Fernando Francischini, outro idiota, golpista e imbecil que comemorou as chacinas ocorridas no país

O deputado federal Fernando Francischini (SD-PR), ex-secretário de segurança pública do Paraná, afirmou que as “famílias de bem” estão “aplaudindo de pé” os massacres nos presídios do País. Francischini é delegado da polícia federal licenciado e integra a chamada “bancada da bala” no Congresso. 

“Enquanto for BANDIDO matando BANDIDO, as FAMÍLIAS de BEM que tiveram seus PAIS MORTOS em ASSALTOS, seus FILHOS escravizados pelas DROGAS e suas MÃES destruídas por ESTUPROS estão APLAUDINDO DE PÉ!”, publicou o parlamentar, por volta das 9h da sexta-feira 96), replicando mensagem que afirmava haver planos do PCC de executar presos de facções rivais como resposta às mortes ocorridas no início da semana passada em Manaus (AM), onde 56 detentos foram mortos – trata-se da segunda maior chacina do sistema carcerário brasileiro. A primeira aconteceu em 1992, na Casa de Detenção de São Paulo, onde 111 presos foram mortos após uma rebelião e o consequente conflito com a Polícia Militar. Neste domingo (8), mais quatro detentos foram mortos em Manaus.




Após replicar uma reportagem sobre o massacre ocorrido nesta madrugada em um presídio de Roraima, onde 33 presos foram mortos, o parlamentar repetiu a expressão “mais bandido matando bandido” e disse que a Constituição deve ser alterada para os que “sobrarem vivos” sejam colocados “em prisão perpétua em alguma ilha com isolamento total”.

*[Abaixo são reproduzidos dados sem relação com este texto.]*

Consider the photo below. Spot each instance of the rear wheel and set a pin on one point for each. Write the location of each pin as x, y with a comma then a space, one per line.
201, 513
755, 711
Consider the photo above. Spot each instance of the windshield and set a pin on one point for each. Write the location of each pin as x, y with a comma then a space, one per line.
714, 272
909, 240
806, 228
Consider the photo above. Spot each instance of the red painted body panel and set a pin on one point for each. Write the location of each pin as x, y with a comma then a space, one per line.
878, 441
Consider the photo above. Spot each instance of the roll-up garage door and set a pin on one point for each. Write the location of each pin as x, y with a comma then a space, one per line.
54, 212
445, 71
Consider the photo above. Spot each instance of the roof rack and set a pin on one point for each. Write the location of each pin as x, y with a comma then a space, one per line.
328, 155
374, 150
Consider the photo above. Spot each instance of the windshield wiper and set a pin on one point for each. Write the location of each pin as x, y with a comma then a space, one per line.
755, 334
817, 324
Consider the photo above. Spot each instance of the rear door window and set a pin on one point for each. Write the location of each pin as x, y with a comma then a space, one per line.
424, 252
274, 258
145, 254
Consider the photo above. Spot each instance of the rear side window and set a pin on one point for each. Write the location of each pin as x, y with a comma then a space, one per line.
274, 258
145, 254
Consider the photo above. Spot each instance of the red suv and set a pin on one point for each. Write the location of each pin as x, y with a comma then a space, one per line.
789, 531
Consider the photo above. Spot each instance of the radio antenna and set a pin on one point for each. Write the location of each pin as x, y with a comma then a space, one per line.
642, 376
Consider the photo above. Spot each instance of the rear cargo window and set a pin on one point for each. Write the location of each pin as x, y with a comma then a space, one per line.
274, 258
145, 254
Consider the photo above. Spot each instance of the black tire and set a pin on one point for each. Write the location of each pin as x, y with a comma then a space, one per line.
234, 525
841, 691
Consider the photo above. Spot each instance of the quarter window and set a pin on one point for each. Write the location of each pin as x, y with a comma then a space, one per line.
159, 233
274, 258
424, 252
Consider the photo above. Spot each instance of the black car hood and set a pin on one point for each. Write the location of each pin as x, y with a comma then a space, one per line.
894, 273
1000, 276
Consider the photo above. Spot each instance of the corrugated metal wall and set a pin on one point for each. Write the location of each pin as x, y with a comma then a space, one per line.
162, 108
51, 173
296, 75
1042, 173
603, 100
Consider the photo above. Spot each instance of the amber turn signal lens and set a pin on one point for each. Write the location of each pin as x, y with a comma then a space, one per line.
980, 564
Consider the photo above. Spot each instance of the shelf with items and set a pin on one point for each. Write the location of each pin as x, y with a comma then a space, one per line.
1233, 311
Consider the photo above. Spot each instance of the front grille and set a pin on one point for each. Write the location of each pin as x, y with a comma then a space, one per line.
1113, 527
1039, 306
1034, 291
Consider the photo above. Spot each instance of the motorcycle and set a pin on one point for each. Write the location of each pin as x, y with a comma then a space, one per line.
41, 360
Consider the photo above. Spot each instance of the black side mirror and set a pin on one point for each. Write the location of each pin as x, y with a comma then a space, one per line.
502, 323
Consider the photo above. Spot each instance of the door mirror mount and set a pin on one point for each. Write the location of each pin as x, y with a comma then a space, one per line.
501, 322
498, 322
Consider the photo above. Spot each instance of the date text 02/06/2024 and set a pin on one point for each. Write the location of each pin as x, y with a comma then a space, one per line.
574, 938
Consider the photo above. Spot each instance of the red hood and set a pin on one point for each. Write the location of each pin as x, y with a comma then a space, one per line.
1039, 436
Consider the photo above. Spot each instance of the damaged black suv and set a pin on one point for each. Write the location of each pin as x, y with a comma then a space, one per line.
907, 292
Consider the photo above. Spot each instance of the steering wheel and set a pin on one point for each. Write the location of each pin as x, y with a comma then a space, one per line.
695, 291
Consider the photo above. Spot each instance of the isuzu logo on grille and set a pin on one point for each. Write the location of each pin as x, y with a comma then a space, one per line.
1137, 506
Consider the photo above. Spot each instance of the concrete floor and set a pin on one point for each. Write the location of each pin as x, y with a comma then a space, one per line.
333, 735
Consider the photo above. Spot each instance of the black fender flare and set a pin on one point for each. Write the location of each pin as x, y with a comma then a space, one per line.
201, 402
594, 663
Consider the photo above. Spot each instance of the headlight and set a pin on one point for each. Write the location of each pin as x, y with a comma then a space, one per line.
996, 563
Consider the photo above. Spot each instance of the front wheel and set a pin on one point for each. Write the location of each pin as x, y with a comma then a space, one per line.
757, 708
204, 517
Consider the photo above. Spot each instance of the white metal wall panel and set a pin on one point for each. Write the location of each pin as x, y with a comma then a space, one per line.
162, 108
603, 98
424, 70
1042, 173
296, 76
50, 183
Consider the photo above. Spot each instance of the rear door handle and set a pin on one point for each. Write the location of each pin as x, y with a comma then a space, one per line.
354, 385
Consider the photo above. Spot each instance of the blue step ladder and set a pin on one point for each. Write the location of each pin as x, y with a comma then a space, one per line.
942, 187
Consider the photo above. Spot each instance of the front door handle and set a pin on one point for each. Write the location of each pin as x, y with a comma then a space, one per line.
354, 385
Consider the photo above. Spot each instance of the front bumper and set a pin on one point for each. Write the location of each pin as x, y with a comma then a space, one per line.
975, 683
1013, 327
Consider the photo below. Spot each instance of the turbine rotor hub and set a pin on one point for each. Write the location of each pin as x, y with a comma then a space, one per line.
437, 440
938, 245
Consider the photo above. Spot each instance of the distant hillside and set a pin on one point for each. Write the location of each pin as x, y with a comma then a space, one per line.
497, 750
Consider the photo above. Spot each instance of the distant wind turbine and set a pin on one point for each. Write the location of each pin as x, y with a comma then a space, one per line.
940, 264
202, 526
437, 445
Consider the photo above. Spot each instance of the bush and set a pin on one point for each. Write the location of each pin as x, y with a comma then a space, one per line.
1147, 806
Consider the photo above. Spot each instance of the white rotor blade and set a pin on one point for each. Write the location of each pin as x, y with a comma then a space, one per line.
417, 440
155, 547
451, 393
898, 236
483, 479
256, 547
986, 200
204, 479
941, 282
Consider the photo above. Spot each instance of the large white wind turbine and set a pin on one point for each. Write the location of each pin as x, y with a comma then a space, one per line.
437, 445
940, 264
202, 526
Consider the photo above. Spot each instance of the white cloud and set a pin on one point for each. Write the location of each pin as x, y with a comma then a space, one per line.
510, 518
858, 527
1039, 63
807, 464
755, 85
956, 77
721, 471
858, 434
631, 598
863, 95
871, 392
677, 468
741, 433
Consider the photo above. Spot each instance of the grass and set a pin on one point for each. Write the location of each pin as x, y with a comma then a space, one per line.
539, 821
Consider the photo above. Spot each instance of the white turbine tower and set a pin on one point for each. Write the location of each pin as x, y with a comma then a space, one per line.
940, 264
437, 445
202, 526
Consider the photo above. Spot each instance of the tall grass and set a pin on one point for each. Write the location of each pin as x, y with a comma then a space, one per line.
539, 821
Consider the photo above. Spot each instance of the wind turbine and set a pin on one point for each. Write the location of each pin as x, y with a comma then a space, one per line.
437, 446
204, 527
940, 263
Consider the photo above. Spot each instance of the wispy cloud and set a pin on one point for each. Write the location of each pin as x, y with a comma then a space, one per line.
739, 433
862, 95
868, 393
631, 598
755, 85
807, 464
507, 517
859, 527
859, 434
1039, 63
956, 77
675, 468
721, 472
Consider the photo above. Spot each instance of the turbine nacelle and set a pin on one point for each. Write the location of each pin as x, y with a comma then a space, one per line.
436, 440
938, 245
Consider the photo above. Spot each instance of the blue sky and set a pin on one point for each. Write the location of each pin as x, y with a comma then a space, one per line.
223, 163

O parlamentar também criticou o governo do Amazonas, que indenizará as famílias do detentos mortos. “Estou com ânsia de vômito. FAMÍLIA BANDIDOS mortos por BANDIDOS, que eram membros de ORGANIZAÇÕES CRIMINOSAS, receberão INDENIZAÇÕES do GOVERNO. FAMÍLIAS que perderam o PAI executado em ASSALTO e as que perderam a MÃE degolada e estuprada NUNCA RECEBERÃO nem um BOM DIA do GOVERNO”, disse.

Francischini foi secretário de segurança do governo Beto Richa em dezembro de 2014, mas ficou somente cinco meses no cargo. Ele retornou ao Congresso Nacional após um confronto entre a Polícia Militar e professores em frente a Assembleia Legislativa do estado ter deixado mais de 200 feridos – o episódio ficou conhecido com “Massacre do Centro Cívico. Os professores protestavam contra mudanças nas regras do sistema previdenciário do estado.